Doubtlessly, the  FOCAC has been quite beneficial, but Africa can get a better mileage by collectively coordinating its activities with China rather than engage mainly in individual negotiations. Africa  should also be China-like in transforming from dependency to self-sustenance. For instance, the African technicians and workers who were fully involved in the construction of the TAZARA,  should have been built into the nucleus of a railway construction and development movement in Africa; that is what China would have done had it been in our shoes.

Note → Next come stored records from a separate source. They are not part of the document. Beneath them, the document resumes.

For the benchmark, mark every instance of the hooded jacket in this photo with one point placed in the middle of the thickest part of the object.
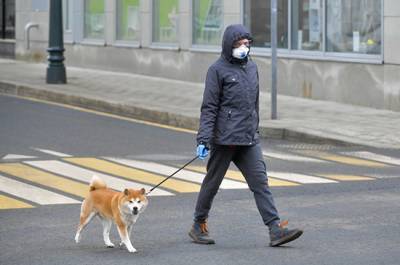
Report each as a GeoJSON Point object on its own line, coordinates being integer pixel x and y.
{"type": "Point", "coordinates": [230, 108]}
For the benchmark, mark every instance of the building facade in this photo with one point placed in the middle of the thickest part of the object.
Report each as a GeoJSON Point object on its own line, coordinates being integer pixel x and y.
{"type": "Point", "coordinates": [336, 50]}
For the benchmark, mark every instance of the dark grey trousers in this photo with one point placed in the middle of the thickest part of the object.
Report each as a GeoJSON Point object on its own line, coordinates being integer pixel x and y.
{"type": "Point", "coordinates": [250, 161]}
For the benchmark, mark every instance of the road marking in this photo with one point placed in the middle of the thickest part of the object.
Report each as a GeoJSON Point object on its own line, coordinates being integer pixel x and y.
{"type": "Point", "coordinates": [86, 175]}
{"type": "Point", "coordinates": [32, 193]}
{"type": "Point", "coordinates": [46, 179]}
{"type": "Point", "coordinates": [291, 157]}
{"type": "Point", "coordinates": [342, 177]}
{"type": "Point", "coordinates": [345, 159]}
{"type": "Point", "coordinates": [11, 203]}
{"type": "Point", "coordinates": [51, 152]}
{"type": "Point", "coordinates": [376, 157]}
{"type": "Point", "coordinates": [159, 125]}
{"type": "Point", "coordinates": [380, 176]}
{"type": "Point", "coordinates": [183, 174]}
{"type": "Point", "coordinates": [300, 178]}
{"type": "Point", "coordinates": [133, 174]}
{"type": "Point", "coordinates": [236, 175]}
{"type": "Point", "coordinates": [17, 157]}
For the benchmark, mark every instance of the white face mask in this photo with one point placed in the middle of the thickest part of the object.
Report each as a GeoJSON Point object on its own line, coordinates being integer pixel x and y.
{"type": "Point", "coordinates": [240, 52]}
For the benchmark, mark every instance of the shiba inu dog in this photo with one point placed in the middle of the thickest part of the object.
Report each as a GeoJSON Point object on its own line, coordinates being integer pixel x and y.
{"type": "Point", "coordinates": [121, 207]}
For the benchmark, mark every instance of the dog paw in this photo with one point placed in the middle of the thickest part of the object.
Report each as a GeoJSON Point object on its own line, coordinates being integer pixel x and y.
{"type": "Point", "coordinates": [132, 250]}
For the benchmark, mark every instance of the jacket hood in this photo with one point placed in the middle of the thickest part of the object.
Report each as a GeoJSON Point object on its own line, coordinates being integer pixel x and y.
{"type": "Point", "coordinates": [233, 33]}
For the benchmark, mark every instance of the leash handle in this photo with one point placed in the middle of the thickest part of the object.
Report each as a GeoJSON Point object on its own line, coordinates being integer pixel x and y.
{"type": "Point", "coordinates": [191, 161]}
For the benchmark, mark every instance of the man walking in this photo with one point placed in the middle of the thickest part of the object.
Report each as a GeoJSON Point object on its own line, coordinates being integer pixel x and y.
{"type": "Point", "coordinates": [229, 129]}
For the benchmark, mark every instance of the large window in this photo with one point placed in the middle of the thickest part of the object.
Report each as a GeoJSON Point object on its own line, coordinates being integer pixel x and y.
{"type": "Point", "coordinates": [319, 27]}
{"type": "Point", "coordinates": [257, 18]}
{"type": "Point", "coordinates": [165, 21]}
{"type": "Point", "coordinates": [94, 19]}
{"type": "Point", "coordinates": [354, 26]}
{"type": "Point", "coordinates": [207, 22]}
{"type": "Point", "coordinates": [307, 24]}
{"type": "Point", "coordinates": [128, 16]}
{"type": "Point", "coordinates": [7, 19]}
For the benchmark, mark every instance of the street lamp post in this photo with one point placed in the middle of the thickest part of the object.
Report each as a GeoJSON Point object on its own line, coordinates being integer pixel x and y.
{"type": "Point", "coordinates": [274, 42]}
{"type": "Point", "coordinates": [56, 69]}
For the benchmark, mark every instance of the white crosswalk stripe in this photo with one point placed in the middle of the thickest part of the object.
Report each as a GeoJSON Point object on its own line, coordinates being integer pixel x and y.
{"type": "Point", "coordinates": [299, 178]}
{"type": "Point", "coordinates": [32, 193]}
{"type": "Point", "coordinates": [375, 157]}
{"type": "Point", "coordinates": [51, 152]}
{"type": "Point", "coordinates": [291, 157]}
{"type": "Point", "coordinates": [85, 175]}
{"type": "Point", "coordinates": [183, 174]}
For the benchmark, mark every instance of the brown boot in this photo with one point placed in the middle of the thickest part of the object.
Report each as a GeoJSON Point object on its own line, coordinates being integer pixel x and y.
{"type": "Point", "coordinates": [280, 235]}
{"type": "Point", "coordinates": [199, 233]}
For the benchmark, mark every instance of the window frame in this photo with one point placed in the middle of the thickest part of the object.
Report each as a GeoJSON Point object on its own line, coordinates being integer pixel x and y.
{"type": "Point", "coordinates": [210, 48]}
{"type": "Point", "coordinates": [160, 45]}
{"type": "Point", "coordinates": [88, 40]}
{"type": "Point", "coordinates": [126, 43]}
{"type": "Point", "coordinates": [322, 55]}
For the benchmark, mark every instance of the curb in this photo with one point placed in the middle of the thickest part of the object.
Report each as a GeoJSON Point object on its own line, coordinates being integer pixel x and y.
{"type": "Point", "coordinates": [165, 118]}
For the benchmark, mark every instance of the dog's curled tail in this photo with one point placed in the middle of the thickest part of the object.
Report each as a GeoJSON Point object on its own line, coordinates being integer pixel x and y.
{"type": "Point", "coordinates": [97, 183]}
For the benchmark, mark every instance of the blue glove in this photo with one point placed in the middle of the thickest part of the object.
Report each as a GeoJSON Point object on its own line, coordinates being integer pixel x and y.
{"type": "Point", "coordinates": [202, 151]}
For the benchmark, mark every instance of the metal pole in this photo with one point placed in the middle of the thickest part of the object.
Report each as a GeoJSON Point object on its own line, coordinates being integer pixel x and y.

African leaders also need to learn from the Chinese elite who are focused, programmatic, result-oriented, patriotic, people-centred and for whom generally, the law is no respecter of status, beliefs or origins. Also, we need to learn from China which concentrates on programmes and projects that benefits the most people such  that  it lifted 700 million Chinese out of poverty within a short period making it the world’s model. Also, unlike the West, China is not domineering and overbearing; it does not decree that its enemies must be our enemies; it does not ask its allies to join its turf battles. In contrast,  when the Americans are fighting other countries such as its on-going dispute with Turkey and Iran, it insist that other countries join its economic sanctions, or be punished. China also teaches Africa that human circumstances and the world order can be changed not by threats, but in practice; its fundamental role in building the BRICS and its   Silk and Road coalition are in practice, laying   for a New Economic World Order. Unlike our colonial and neo-colonial experience, the Chinese have taught us that a candle does not lose its brightness by lighting other candles, rather, it makes the world brighter.